I love audio books. It’s another place where technology has brought us closer to our roots, and those roots offer much nourishment.
Once upon a time, literature was stories, and stories were oral (and aural). People gathered with the clan to hear the clan’s history, its days of glory, how we got to be where we are.
And then there were books, but books were hand-written, unique, rare and precious, and so someone would read the book to the others.
Later, the books were mass produced, but Jane Austen and her family gathered in the drawing room of an evening, and someone read the latest novel or volume of poetry while the others sewed or fixed a clock or watched the fire.
When I was growing up, we gathered around the television. There were only two channels anyone could get in our town, and the next day, we all had a shared media experience to discuss.
Now there are hundreds of channels and millions of books, and the only shared experience is a Major Media Event, such as the OJ trial.
I exaggerate. Of course, many of us have seen the same movies and read the same books (this, I think, is one purpose of the best seller lists — to help people kick-start their social conversation). But the proportion of shared experience is much less than it was even a few decades ago.
Enter the book clubs and their editions with suggested discussion questions in the back. Even though reading has gained the reputation of a solitary activity, it’s really social, and our reading acquires new depth when we can discuss it, especially with some who is new to theh work as well.

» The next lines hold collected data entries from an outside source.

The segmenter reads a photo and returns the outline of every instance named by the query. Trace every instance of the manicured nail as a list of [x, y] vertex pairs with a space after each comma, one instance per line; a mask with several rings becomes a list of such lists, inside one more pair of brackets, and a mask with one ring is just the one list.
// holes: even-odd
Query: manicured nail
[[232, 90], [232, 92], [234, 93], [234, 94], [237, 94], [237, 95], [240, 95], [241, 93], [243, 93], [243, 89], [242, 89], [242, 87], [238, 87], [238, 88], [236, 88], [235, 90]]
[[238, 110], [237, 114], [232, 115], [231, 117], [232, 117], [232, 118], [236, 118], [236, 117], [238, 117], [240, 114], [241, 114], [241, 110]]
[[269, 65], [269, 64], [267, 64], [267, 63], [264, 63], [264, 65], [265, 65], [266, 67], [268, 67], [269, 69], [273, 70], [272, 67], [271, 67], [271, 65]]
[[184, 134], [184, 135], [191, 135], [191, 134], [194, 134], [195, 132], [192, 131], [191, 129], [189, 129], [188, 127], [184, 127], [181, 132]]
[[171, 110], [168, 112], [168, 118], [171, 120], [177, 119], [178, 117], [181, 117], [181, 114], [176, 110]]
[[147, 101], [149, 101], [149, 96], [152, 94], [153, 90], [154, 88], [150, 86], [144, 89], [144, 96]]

Audio books bring back the storyteller by the campfire–but now the stories are of present and future as well as past; now they are fiction as well as history. I listen on the commute to work mostly and share the story with amazing actors and actresses who can do many voices, both male and female, as well as all sorts of attitudes and emotional states. The words enter my head through a different doorway (obviously), and they seems to reside in a deeper place–maybe because the transmission from symbols to sounds adds a barrier. The down side is that I don’t know how to spell a character’s name, and I don’t know where to look up something.
I think I’ve gone in two directions here: the social dimension of literature and the sound of literature, and maybe the two topics don’t really mesh in today’s blog. But I think both factors are important to anyone taking up the craft of the written story today.